Substrate Current Enhances HCI Lifetime in STI-Based LDMOS

There is an increasing demand for LDMOS with low RON, high IDSAT, and longer HCI lifetime offered by standard CMOS technology. We achieved these demands without introducing additional processes or altering the LDMOS design. Increasing the dose and energy in the high-energy Well implant reduced drain resistance and prevented doping in the channel caused by it. As a result, the RON and IDSAT of LDMOS were improved while maintaining the same CMOS characteristics. There was a side effect of increasing substrate current, which is widely known to degrade HCI lifetime. However, the test results showed it was 10 times longer than the control. To verify this unexpected result, we evaluated the IDSAT degradation in samples fabricated with various implant conditions.
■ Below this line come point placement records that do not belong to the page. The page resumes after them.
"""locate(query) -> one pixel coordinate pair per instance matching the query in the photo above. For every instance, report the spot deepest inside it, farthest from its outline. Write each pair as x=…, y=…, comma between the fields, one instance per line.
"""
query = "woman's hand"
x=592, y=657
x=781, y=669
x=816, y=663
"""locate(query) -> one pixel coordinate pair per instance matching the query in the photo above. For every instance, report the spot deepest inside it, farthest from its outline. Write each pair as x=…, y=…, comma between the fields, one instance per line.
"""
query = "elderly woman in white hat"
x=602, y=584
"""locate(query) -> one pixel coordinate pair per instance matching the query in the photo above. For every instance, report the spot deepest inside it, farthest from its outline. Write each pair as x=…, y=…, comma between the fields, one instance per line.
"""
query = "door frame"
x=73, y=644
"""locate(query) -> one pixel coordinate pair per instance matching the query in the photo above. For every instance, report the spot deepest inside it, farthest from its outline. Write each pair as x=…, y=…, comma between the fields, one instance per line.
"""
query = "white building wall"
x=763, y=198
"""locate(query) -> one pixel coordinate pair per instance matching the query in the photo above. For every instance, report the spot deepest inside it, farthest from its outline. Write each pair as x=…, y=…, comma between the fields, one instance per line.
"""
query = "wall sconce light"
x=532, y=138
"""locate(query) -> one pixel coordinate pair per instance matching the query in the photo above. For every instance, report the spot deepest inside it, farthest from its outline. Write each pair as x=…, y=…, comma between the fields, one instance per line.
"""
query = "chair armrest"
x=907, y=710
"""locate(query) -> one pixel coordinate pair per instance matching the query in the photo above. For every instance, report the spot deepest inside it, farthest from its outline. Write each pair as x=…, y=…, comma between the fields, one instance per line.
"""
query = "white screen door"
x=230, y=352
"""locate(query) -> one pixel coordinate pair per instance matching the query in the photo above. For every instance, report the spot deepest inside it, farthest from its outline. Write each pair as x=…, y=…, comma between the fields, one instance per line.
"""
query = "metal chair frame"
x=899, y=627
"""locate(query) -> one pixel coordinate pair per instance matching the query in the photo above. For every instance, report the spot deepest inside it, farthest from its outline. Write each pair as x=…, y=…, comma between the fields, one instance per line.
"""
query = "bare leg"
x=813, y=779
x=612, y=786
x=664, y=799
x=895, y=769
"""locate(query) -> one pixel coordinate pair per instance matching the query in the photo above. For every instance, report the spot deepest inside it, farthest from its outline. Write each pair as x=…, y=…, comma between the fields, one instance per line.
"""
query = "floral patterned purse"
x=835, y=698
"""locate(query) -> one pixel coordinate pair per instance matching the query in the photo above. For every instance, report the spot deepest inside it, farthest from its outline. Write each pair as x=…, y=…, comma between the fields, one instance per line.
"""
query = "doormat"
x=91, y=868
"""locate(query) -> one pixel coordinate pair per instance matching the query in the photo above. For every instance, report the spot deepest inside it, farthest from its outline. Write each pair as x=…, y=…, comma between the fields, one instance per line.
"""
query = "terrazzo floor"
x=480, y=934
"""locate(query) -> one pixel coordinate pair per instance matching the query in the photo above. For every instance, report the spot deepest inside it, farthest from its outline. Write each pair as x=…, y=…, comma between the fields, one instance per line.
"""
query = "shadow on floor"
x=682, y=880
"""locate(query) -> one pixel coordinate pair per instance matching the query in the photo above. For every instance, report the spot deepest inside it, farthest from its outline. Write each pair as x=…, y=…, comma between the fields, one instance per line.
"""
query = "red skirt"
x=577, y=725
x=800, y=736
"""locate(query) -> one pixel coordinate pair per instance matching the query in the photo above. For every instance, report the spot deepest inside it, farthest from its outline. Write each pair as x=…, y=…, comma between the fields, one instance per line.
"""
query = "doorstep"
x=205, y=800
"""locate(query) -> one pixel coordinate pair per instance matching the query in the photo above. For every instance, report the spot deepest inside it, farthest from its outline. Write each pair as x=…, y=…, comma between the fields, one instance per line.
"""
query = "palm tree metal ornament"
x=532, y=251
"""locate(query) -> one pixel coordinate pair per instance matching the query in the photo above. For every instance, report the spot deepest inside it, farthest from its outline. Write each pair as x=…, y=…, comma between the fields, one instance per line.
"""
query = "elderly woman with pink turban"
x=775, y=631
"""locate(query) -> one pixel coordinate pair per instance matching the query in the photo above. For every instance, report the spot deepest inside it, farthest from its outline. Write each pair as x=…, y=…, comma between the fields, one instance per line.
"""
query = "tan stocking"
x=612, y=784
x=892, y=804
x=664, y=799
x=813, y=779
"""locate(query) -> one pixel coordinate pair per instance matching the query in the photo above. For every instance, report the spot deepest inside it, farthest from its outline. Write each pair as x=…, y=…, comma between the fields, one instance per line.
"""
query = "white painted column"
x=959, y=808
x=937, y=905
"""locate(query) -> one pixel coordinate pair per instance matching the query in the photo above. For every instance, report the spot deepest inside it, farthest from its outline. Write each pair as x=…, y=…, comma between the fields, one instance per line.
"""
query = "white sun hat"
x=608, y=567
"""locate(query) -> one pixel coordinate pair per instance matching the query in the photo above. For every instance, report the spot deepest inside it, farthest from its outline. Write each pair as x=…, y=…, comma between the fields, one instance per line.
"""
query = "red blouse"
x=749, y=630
The results showed that it was negatively correlated with substrate current and decreased as the substrate current increased. The mechanism is that many electRONs generated by impact ionization are trapped in the STI oxide in the drain as they travel to the drain terminal. These electRONs create a depletion layer in the adjacent drain, increasing the drain resistance. Increasing the dose in the drain enhances the number of trapped electRONs along with the substrate current, degrading RON. However, simultaneously, it also increases doping and suppresses RON degradation. As a result, the HCI lifetime was enhanced despite the larger substrate current.